= Hyde House, Buckinghamshire =

Grade II listed country house in Buckinghamshire, England

Hyde House is a Grade II listed early 18th-century country house near Hyde Heath in Buckinghamshire, England. It had previously belonged to Woburn Abbey and was known as Chesham Woburn Manor.

Hyde House was owned by the politician and barrister Robert Plumer Ward in the early 19th century. In 1811, Ward anticipated the dismissal of the government in the wake of the passing of the Regency Act, and looked forward to "...being at Hyde House in a fortnight. My garden, farm, plantations and library are the prevailing ideas, and every purchase I have lately made, whether books or pruning-knives are all with a view to my long wished retreat." Ward retired to Hyde House in 1823 to write his novel Tremaine, or The Man of Refinement. The writer and scholar Isaac D'Israeli rented the house during the autumn of 1825, and his son, Benjamin Disraeli, the future Prime Minister of the United Kingdom, later claimed that he wrote his novel Vivian Grey at the house before his 21st birthday in December 1825. However, that has been considered unbelievable considering the short time and the large size of the novel. Tremaine has subsequently been claimed as a model for Vivian Gray.

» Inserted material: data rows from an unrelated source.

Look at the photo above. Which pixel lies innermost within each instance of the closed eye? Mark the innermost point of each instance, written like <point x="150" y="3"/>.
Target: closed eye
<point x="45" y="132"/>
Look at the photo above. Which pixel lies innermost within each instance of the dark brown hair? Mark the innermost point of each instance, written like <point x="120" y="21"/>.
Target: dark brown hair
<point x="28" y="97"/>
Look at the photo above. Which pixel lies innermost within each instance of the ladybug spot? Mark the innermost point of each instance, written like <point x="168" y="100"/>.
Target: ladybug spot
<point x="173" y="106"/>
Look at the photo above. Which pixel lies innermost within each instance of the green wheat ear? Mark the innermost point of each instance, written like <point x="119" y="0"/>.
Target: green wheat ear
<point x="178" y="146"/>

Architectural historian Nikolaus Pevsner, in the Buckinghamshire edition of his Buildings of England describes Hyde House as having the "proportions of a late c17 or c18 house hidden behind the stucco and sashes of the early c19." Pevsner also believed that some "antiquarian flourishes" such "heraldic glass, lattice glazing and shields of arms" might have dated from Plumer Ward's occupancy of the house. Pevsner noted that a long wing had been built on the house in 1929, and an early 18th-century staircase was also highlighted.

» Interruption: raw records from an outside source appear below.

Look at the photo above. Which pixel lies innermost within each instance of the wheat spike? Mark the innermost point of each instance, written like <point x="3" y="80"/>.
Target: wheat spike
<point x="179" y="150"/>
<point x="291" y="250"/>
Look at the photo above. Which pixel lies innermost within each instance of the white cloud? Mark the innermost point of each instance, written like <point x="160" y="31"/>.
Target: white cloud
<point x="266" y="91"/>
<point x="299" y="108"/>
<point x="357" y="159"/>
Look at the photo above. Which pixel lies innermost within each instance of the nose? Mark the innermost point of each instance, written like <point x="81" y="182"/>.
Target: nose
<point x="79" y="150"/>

During the Second World War, the patients of the pioneering plastic surgeon Archibald McIndoe recuperated at Hyde House.

After the war, Hyde House was a school before being converted into apartments in 1965. It was subsequently bought in 2000 and converted back from apartments into a single house. The gardens at Hyde House featured in Country Life magazine in June 2012.

The grounds of Hyde House also contain a Grade II listed granary and dovecote, which is now a summer house. It is believed to date from the 17th or 18th century.